La impersonalidad uniforme de los hoteles le producía una exaltadora sensación de libertad: ningún objeto suyo señala los muebles como la orina de los perros la corteza de los árboles. Los largos pasillos repletos de puertas numeradas le traían a la mente fantasías de burdel caro, del mismo modo que las pequeñas abacerías de su infancia se habían transformado en supermercados gigantescos semejantes a estaciones espaciales, y se complacía en imaginar, trotando por la alfombra, de habitación en habitación, a hombres sumergidos de bruces jadeando sobre pares de rodillas perfumadas con maderas de

Oriente, antes de lavarse con jaboncillo Ach Brito bajo los chorros contradictorios del polibán.
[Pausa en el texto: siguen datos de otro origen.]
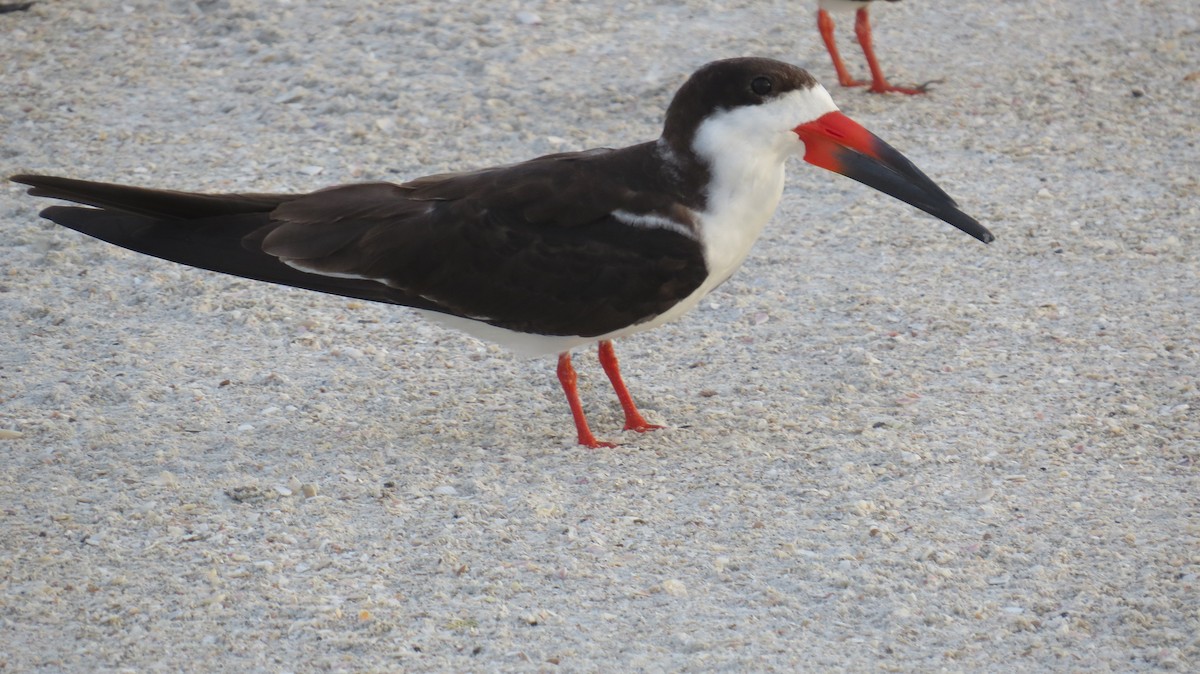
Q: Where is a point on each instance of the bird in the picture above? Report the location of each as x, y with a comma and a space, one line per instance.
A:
863, 31
541, 256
Los empleados de la recepción oficiaban entre libros y llaves con una dignidad de sacerdotes. Unos tipos con pipa dormitaban los filetes del almuerzo con mantas de periódicos extranjeros olvidados en su estrecho regazo. Y se sentía, al entrar en la puerta giratoria, imprevisible como una bola de ruleta, tan capaz del pleno de una noruega como de la jugada perdida de una terraza frente a la playa, rumiando acideces frente al gas del ginger-ale.

Al final del día lamía tu piel como las vacas la concavidad de las rocas, esa tela de araña blanquecina que el sol extiende en el vientre en dibujos concéntricos como el alquitrán en la arena de la bajamar, y se prolonga hasta los pelos del pubis con un sabor inesperado a marisco. El mar de cartulina cambiaba poco a poco de color con la inminencia de la noche, iluminado por un filtro violáceo que otorga al estilo Reina Ana melancolías de tercetos de ribera. Las últimas personas abandonaban la playa tambaleándose con cestas, quitasoles y sillas, en un éxodo cabizbajo de refugiados de guerra, perseguidas por las nubes lilas del crepúsculo, lustrosas como mejillas contentas. Las farolas revelaban arbustos de plástico en los que grillos de cuerda hacían trinar la hojalata monótona de sus alas. Y yo dejaba lentamente de verte, disuelta en la oscuridad que entraba por la ventana de la habitación en ímpetus irresistibles de vaho de ajo, obligándome a buscarte a tientas como quien busca el interruptor de la luz, con la esperanza de que tu sonrisa abriese una rendija clara en las tinieblas de la almohada, y tus gestos trémulos de pulpo se acercasen a los míos en un tímido reptar de ternura.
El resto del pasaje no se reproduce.